Tuesday, June 23, 2015

Should I Stay or Should I Go

I know that I am probably in a small group of people that decide to reconcile after an affair. My husband and I always had an agreement, even before marriage, that if one of us cheated we would divorce. So you could imagine how those words haunted me after I discovered I wasn't married to the perfect man I thought he was. It wasn't as simple as I thought it would be, we now had children involved and a history that we built as one. Unless you've lived it you have no idea how you will handle any situation. Whether it's an illness, loss or marriage dilemmas you can't say "I would do this..." It doesn't work that way, at least not for the weak and I consider myself at that time a person who was weak. I wasn't strong enough to say "you cheated; now you have to leave and never return." 

Am I happy I made the decision to reconcile?? Hmm...yes and no. Through all of the depression, anxiety, fears and wondering I would have said "no." That was a time in my life that was dark and it turned me into someone I no longer recognized. I didn't know the person I saw in the mirror. What I saw was a sad and pathetic woman that was too afraid to lose everything. This unrecognizable woman didn't have one ounce of trust in her husband and couldn't even tell you why she stayed with him. The only answer I could give was that I loved him and even then I wasn't completely sure. I was hopeful things would turn around for us and although I lost my faith I still believed that if we were meant to be together God would bring us back to the place I felt safe. 

Today I would say my answer to the decision to reconcile is "yes." After reality set in and I realized that I chose to take a risk and stay with my husband I was able to begin working towards accepting what had happened. I was determined to work as hard as possible to make our marriage work and be happy again. I often feel as though we were put to a test to see how much we mean to one another. Who knew it would take years of hard work just to find happiness again. We both learned what does and doesn't work in our relationship and ways to help each other along the way. I have no regrets and although there were times I wanted to throw in the towel I didn't. 

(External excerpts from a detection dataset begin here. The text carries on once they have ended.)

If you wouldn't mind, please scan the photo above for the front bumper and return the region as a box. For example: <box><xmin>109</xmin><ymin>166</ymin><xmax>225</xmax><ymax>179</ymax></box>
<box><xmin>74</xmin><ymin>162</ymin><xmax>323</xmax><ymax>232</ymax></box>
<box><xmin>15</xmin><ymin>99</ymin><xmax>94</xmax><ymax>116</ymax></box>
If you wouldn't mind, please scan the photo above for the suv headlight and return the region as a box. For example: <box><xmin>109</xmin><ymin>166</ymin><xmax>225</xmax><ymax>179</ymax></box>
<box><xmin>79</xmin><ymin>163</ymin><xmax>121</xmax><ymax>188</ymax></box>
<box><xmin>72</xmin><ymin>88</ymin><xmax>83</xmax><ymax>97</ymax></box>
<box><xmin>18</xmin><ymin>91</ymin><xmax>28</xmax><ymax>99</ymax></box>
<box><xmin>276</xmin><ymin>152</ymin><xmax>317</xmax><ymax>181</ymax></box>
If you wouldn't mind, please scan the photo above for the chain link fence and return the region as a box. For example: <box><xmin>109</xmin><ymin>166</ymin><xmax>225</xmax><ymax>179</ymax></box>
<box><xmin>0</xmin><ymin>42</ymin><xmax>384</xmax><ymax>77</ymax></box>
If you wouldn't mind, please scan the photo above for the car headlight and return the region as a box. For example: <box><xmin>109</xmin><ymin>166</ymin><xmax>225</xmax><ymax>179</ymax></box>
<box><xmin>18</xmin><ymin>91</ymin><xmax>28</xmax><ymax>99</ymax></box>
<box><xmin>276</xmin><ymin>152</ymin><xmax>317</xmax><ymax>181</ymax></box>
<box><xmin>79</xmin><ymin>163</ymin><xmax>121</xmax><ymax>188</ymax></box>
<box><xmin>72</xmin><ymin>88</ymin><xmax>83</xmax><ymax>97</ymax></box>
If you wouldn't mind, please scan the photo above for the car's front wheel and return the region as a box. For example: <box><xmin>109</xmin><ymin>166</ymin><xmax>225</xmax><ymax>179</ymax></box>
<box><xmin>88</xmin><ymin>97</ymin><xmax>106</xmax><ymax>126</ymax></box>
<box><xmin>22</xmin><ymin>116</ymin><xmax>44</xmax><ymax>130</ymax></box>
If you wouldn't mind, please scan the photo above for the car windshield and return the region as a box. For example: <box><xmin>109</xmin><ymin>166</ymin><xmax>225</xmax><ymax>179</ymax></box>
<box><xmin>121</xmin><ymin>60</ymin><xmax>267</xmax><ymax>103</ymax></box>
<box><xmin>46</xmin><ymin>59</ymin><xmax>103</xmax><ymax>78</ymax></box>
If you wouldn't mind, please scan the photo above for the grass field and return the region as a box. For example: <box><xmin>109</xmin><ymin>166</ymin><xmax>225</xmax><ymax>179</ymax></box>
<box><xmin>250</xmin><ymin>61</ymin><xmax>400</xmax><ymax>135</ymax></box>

I feel that those who choose to reconcile must know that it isn't an easy process. There will be days you feel like giving up or that things just aren't getting better. I want you to step back and truly see how far you've come. You may be surprised at how much stronger, happier and positive you are than you were just yesterday. We get so hung up on why we are hurting that we can't see the accomplishments we've made to get to where we are now. 

I can't tell people what they should do in any situation, but I can say that if you want something bad enough you will do whatever it takes to keep it. If you do choose to work it out I have to advise that you know the full truth of the situation. Work on forgiving your spouse or otherwise the unknown will keep you from moving forward. I fought like hell to keep my marriage intact and I will continue to do so...this time I have my husband to fight with me. A marriage is something that is precious, it's a union that no one should separate and unfortunately there are people (including spouses) that succeed at tearing it apart. It's our job to protect it and fight for it. If the relationship and love are strong enough reconciliation can be successful and make you an incredibly strong couple. Best of luck to those who choose the path that keeps you together!!